Michel believes that free agents are becoming the dominant form of economic activity in the post-dot com world. As a result, people and their networks are becoming increasingly important as individuals rely on each other for information and collaboration within a trusted relationship. The new social computing technologies have enabled peer to peer networks to grow rapidly, Facebook being a prime example. The value from these networks is created by the individual. Michel calls this the “wealth of networks”.
Michel argues that institutions, such as corporations and governments, have become less accountable to the public and trust in them has fallen significantly. Trust between peers has become the most important trust relationship. At the same time, a new generation of young, mobile and independent workers have emerged to find new meaning from the traditional work relationship between employer and employee. Combined, the individual is becoming more reliant on peer to peer networks in both work and social contexts, based on peer production, peer governance, and a common inclusionary network culture.
Michel also notes the importance of the “passionate user”, an individual with an intrinsic and positive motivation to do things for non-monetary reasons. As the threshold for voluntary particpation increases, aided by inexpensive social technologies, the peer to peer network increases, and the opportunity for creative innovation is enhanced. Michel gave the example of Linux that was started by volunteers, and the success of the open source movement. Innovation becomes social and flexible, the antithesis of traditional workplace heirarchies.

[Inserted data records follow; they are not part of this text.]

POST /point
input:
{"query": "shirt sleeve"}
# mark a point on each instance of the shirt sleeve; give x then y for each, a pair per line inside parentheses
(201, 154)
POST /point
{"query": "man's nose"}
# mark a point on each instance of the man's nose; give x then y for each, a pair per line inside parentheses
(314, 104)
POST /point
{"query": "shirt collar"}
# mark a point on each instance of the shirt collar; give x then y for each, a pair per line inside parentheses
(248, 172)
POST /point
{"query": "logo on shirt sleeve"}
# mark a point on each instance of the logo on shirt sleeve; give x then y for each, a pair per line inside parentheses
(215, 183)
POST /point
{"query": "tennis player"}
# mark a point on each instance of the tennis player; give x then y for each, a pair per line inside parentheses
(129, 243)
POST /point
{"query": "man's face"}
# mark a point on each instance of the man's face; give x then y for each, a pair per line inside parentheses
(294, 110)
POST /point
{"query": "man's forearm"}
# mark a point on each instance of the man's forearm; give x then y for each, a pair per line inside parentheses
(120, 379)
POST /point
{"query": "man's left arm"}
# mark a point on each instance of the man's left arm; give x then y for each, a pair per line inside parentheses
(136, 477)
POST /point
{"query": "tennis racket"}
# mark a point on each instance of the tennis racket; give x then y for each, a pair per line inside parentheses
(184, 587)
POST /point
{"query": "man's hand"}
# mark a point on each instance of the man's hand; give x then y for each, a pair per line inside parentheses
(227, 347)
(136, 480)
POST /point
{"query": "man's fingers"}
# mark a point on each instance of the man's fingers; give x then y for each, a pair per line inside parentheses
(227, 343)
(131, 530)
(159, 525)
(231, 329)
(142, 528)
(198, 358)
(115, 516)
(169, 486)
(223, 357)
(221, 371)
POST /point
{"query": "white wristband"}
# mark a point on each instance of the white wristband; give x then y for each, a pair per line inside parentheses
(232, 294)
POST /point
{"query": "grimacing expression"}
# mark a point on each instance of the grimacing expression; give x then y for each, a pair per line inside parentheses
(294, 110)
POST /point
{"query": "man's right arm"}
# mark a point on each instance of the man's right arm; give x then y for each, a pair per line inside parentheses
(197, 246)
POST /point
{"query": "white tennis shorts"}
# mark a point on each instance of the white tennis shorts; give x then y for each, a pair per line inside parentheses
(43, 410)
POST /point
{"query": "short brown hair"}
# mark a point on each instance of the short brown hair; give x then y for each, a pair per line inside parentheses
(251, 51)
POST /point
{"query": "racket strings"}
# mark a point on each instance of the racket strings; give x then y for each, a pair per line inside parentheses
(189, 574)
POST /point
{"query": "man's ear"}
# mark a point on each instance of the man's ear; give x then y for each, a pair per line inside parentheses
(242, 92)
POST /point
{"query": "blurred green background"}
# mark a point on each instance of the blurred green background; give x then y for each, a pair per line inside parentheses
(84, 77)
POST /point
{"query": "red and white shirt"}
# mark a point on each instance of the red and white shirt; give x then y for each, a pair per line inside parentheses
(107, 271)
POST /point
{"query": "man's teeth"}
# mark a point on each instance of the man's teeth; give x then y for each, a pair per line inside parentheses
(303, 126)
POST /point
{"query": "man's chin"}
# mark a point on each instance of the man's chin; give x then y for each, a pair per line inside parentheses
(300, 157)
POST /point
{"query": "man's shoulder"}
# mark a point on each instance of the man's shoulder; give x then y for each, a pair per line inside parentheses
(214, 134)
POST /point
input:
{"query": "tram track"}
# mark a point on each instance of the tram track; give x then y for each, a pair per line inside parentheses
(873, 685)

Michel posits that we are entering a fundamental shift in the economic landscape, moving to a peer to peer mode of production. After all, with knowledge and a computer, Michel says that individuals can now control the means of production.
The social network becomes the competitive advantage. Quoting Fernanda Ibarra: “The main source of value creation is shared knowledge and collective intelligence, not land, labour, or capital. It is that shift in the basis of value creation, what propelled virtual communities in the limelight as collective players with largely untapped potential for radical innovation”. The collective intelligence of the network, peer governance, and the democratisation of innovation will be the defining features of the peer to peer networked world.
I enjoyed the positive and enthusiastic vision of the future, especially the democratisation of production and the ability of individuals to choose their own destinies.
For me, the impact was twofold. Firstly, the importance of the virtual social network became clearer to me. Social computing is the lead instrument for many people today in connecting with other people who they may never actually meet in person. At the same time, new ways of using social networks do provide opportunities for later face-to-face interactions. Michel cited the example of CouchSurfing where people make available couch accommodation in their homes for visitors and tourists, people who they have an association with through networks despite never having physically met them. I guess it’s not really too far removed from word-of-mouth that was so prominant (and primitive in retrospect) when I was backpacking around Europe and Africa in the 1980’s looking for safe places to stay at low cost.
Secondly, the new economic model in which individuals are empowered in the labour market by their knowledge and their social networks is very interesting. I see how this is happening now with the high rate of labour mobility in the workforce but wonder if this is sustainable if economic conditions worsen and economies plunge into recession. Moreover, I wonder whether heirarchical organisational structures are really breaking down and whether the associated power relations inside those organisations are changing for the better. Certainly, autonomous networked individuals working collaboratively for the common good is an attractive proposition.
Over the coming weekend, I will conclude my overview of the KM Australia 2007 conference with some notes on some of the other presentations.